As I've gotten older, I've gotten less trendy and more sure of my personal preferences. So sure, that I gaily said to another mom today at preschool pick-up,
"I love your purse! It's so fun!"

The "purse" in question was hot pink. From a few feet away, it looked leather. I swear. I thought it was fun and offbeat.

Apparently it was actually a cosmetic gift-with-purchase bag that the woman's daughter uses as a play purse. I don't even think it was pleather.

Needless to say, it was like a flashback to seventh grade when I thought my crush came up to talk to me because he might like me back, but in fact he had a mirror on his shoe and I was wearing a skirt.

Because, really, what do you say when you realize that you've been supremely, embarrassingly naive?

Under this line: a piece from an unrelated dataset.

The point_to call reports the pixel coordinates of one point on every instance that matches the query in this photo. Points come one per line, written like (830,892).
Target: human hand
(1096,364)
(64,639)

Not that I had a crush on this woman, but I didn't exactly want her to think of me as "that bitch who thinks I'd carry a hot pink plastic bag" or "that poor woman who doesn't know what leather is supposed to look like".

Unlike seventh grade, I did not turn tail and run into the girls' room. I babbled something about liking pink too much. I did not convey my mortification, I'm pretty sure.

Yet I'm putting it out here for public consumption because I'm not even sure I should be so embarrassed. Most of the people I know fall into 3 categories; those who could care less what people thought, those who wouldn't think of giving another person a compliment and those who would have known that the bag couldn't be this woman's purse.

I will never make it into category 1. Despite tabletop performances of "Baby Got Back" during karaoke nights at more than 1 bar in Kansas City (in my defense, I was really drunk. . .each time), I don't like it when people think I'm an idiot. Make that "people I know".

Category 2 is not really me either. I like compliments.

In my youth, I'm pretty sure I would have been in category 3. But now I have 3 kids and I'm a freelance writer. . .I probably would use a gift-with-purchase bag as a purse, if it was cute enough and big enough.

I think I'll just have to embrace my naivete. Because I'm 38 years old and I'm just going to have to accept myself. Though I don't accept boys with mirrors on their shoes and women who carry their daughter's purses the same way they'd carry their own. That's still wrong.